DOM Pagination: Click the target page number button using goto-page.py {page}, then wait stable, then re-run extract-search-items.py. Page numbers appear in the pagination bar at the bottom of the search results.

Termination: When goto-page.py returns error: Page N not found — no more pages available, or the target page exceeds the pagination range displayed (typically up to 25 pages / 750 items).

Success Criteria

result count >= 1 and item_id non-null rate = 100% and price non-null rate >= 80%

Known Limitations

  • 30 items per page (fixed by the site)
  • Maximum ~750 items accessible via pagination (25 pages × 30)
  • Seller username and user ID are not available in search cards — only seller location
  • Session rate limiting: accessing item detail pages rapidly after heavy search usage may trigger a CAPTCHA slider; mitigate by adding 1–2 second delays between page navigations
  • The sign token in search API requests is computed client-side; direct API replay without browser context is not supported — always trigger via page navigation

Execution Efficiency

  • Batch orchestration: Write a bash script to loop through keywords serially within a single session; do not parallelize within one browser (prone to triggering anti-scraping). Add 1–2 second delays between page navigations. To increase throughput, open multiple stealth browser sessions and distribute keywords across them
  • Test before batch execution: After writing a batch script, first test with 1–2 keywords/pages to verify the script runs correctly; only then run the full batch
  • Reduce redundant pre-operations: Navigate once per keyword, apply all filters at once before extracting, rather than navigating multiple times
  • Error resumption: Save results keyword-by-keyword and page-by-page during batch processing; on failure, resume from the last saved position

Experience Notes

Path: {working-directory}/browser-act-skill-forge-memories/xianyu-scraper-goofish-search-list.memory.md

Before execution: If the file exists, read it first — it records unexpected situations encountered during past executions (e.g., a strategy has become ineffective); adjust strategy order accordingly.
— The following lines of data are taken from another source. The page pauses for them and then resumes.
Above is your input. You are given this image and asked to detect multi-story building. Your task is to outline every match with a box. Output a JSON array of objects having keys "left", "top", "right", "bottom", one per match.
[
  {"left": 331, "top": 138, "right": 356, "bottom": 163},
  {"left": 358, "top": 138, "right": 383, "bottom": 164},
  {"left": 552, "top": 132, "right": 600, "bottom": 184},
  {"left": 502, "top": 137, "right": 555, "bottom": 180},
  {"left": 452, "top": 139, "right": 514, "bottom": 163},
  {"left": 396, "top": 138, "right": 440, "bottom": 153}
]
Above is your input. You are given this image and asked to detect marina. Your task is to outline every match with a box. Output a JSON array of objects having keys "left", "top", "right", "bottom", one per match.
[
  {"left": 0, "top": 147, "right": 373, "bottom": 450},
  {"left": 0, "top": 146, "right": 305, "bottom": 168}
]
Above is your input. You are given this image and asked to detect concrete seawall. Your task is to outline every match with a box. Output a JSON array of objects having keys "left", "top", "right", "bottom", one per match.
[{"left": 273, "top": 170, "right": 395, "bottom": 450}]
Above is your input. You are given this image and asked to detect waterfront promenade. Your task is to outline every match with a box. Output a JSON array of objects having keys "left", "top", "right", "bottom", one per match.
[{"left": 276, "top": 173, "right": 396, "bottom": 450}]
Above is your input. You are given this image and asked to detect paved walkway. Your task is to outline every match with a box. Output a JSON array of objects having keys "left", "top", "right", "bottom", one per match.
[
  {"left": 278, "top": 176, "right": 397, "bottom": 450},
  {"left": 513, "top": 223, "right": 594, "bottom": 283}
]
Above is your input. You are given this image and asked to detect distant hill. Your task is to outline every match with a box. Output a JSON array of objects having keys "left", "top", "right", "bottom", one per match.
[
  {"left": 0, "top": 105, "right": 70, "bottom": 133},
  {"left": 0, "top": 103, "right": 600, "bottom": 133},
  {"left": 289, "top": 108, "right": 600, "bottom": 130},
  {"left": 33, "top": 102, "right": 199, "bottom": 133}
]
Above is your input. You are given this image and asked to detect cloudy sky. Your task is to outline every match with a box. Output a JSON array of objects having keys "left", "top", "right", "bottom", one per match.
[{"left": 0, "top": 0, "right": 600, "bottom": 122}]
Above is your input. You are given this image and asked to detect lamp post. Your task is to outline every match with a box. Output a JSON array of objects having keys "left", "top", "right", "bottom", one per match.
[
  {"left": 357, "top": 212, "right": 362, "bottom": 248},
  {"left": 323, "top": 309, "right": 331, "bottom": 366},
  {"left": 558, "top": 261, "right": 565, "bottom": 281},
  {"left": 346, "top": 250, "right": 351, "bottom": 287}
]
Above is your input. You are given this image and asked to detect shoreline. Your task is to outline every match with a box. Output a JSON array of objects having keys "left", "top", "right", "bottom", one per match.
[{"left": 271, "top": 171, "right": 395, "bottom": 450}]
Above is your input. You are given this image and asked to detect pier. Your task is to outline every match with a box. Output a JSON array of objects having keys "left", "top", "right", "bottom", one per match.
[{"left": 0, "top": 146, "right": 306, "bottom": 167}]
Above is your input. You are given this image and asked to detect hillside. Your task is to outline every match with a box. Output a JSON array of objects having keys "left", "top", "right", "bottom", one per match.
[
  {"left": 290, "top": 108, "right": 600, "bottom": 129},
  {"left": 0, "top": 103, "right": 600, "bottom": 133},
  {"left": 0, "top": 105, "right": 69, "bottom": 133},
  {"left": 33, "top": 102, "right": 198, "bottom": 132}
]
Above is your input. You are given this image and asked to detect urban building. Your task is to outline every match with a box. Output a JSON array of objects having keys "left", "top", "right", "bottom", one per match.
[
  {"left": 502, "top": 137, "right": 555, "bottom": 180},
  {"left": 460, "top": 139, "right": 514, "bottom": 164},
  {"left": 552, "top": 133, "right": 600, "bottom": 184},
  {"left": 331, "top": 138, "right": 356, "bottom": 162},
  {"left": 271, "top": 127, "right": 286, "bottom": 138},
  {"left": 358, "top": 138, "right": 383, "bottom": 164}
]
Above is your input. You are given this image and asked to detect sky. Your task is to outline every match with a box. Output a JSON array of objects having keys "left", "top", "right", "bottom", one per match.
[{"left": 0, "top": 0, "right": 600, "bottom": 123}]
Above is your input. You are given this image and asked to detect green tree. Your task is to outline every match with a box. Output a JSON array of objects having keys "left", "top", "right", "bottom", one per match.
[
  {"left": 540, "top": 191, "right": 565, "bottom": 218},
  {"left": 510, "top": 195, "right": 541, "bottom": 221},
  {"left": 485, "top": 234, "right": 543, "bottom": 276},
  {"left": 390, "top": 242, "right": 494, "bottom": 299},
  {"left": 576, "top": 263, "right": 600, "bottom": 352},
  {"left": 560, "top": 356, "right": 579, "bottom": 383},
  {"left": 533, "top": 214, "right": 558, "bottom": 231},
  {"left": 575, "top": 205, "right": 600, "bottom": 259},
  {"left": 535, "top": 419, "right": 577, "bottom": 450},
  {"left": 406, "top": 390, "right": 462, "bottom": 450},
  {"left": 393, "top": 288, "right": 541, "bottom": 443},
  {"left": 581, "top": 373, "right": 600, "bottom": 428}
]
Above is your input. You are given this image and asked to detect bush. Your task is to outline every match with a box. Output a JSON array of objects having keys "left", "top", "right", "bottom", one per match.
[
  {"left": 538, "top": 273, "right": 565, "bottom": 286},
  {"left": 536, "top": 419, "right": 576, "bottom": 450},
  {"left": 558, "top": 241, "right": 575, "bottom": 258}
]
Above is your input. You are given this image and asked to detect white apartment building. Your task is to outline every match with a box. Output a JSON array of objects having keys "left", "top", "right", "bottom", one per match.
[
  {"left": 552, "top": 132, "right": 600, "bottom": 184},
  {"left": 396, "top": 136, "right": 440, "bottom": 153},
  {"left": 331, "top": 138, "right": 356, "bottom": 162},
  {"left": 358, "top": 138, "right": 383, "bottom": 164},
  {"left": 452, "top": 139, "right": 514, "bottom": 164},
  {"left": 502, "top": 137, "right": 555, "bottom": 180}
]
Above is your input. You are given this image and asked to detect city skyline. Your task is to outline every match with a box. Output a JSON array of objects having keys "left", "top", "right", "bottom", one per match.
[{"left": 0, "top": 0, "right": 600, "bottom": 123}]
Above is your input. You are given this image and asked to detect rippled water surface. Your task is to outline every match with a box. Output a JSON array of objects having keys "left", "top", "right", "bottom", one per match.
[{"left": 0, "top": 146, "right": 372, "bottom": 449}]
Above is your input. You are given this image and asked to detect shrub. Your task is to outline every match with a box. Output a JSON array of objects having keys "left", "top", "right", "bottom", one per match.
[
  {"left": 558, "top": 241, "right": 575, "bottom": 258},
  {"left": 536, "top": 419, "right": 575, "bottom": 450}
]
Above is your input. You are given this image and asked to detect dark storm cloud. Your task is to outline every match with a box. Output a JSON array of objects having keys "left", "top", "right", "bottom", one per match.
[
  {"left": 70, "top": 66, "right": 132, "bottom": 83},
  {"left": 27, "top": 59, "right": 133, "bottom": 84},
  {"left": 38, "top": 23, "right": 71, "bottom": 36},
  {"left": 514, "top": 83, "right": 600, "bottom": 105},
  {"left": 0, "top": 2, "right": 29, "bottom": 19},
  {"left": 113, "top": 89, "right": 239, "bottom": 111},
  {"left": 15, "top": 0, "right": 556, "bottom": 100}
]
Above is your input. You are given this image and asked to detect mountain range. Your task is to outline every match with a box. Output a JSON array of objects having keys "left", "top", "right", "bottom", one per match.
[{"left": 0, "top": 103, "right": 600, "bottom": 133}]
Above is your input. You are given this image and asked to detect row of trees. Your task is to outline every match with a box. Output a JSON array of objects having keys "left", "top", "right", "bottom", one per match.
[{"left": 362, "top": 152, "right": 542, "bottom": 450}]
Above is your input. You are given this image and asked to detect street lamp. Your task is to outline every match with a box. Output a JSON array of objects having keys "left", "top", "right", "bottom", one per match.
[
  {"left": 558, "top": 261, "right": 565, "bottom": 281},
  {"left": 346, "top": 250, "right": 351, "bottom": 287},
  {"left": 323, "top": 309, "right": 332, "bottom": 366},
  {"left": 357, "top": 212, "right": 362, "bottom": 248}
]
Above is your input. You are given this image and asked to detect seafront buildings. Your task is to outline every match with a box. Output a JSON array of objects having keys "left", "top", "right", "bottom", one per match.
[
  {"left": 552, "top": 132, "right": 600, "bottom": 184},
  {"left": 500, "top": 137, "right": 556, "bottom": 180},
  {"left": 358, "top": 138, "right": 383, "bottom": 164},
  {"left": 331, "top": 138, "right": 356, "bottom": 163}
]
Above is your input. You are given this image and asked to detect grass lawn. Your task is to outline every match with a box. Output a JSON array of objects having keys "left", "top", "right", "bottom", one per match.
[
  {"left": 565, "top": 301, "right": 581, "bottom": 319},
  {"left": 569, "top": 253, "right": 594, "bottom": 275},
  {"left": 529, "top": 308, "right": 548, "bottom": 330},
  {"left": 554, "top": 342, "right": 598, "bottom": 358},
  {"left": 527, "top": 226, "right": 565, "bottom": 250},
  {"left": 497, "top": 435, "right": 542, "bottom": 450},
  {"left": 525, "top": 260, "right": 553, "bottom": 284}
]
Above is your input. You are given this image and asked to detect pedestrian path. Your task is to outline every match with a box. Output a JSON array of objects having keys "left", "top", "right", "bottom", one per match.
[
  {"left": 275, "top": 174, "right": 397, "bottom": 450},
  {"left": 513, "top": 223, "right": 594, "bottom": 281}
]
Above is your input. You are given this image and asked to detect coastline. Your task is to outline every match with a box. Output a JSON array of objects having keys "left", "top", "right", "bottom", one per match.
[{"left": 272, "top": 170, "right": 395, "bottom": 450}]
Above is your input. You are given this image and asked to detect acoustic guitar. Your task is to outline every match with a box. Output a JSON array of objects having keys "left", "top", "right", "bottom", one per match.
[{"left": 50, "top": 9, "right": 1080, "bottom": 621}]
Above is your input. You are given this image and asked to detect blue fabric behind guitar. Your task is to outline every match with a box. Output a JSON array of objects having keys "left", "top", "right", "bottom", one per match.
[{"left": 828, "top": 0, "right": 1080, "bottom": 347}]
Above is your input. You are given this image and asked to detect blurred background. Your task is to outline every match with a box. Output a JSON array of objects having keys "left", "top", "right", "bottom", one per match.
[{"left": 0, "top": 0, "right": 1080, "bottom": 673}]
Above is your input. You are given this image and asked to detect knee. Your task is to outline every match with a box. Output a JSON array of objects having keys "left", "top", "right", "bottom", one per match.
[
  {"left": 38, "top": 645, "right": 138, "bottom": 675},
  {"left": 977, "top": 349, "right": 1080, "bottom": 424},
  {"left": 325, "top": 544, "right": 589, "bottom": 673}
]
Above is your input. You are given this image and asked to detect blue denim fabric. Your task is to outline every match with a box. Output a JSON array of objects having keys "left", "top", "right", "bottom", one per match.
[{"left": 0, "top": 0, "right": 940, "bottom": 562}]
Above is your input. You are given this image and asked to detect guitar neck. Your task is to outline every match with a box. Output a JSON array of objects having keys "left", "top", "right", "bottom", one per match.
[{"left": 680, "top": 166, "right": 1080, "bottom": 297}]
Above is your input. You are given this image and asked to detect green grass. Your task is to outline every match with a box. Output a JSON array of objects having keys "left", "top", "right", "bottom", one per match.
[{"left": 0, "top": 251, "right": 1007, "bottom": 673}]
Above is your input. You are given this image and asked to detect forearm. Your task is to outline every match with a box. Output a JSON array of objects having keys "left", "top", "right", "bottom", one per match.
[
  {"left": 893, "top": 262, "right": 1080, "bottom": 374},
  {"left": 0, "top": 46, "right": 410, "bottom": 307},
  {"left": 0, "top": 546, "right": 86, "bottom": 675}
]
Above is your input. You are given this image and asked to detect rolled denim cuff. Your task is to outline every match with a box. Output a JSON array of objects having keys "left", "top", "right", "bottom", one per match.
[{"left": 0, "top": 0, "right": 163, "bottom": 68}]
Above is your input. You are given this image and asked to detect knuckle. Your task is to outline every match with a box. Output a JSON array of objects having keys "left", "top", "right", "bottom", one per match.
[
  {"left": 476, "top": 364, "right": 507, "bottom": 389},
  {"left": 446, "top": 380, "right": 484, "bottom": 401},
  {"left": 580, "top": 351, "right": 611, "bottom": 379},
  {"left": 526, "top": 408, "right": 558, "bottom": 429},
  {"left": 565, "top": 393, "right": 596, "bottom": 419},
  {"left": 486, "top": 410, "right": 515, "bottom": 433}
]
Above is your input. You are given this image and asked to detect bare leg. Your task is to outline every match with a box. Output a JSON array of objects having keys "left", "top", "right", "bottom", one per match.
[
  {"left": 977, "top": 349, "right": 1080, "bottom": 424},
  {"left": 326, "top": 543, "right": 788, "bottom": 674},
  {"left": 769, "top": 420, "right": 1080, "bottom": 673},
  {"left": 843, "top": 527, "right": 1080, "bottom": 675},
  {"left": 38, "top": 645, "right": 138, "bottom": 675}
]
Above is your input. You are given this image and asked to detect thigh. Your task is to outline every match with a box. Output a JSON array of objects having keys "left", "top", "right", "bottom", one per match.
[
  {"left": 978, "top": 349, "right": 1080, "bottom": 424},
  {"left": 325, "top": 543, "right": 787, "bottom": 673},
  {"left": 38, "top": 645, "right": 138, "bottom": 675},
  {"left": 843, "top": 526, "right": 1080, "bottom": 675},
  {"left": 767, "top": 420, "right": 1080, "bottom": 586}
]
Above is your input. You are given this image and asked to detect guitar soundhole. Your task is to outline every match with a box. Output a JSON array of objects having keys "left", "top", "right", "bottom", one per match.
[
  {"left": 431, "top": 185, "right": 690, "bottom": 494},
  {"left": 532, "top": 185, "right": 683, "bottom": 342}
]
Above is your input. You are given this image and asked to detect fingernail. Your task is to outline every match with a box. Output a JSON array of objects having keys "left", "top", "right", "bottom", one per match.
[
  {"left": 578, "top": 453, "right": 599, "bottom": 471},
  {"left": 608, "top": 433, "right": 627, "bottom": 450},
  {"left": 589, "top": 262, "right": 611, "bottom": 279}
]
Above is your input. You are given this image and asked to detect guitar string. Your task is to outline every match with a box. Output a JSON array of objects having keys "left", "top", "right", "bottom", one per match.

After execution: If an unexpected situation is encountered (strategy became ineffective, page redesigned, anti-scraping upgraded, better path discovered), append a line: {YYYY-MM-DD}: {what happened} → {conclusion}

Normal execution does not write to the file. Do not record what keywords were used or how many results were returned — those are task outputs, not experience.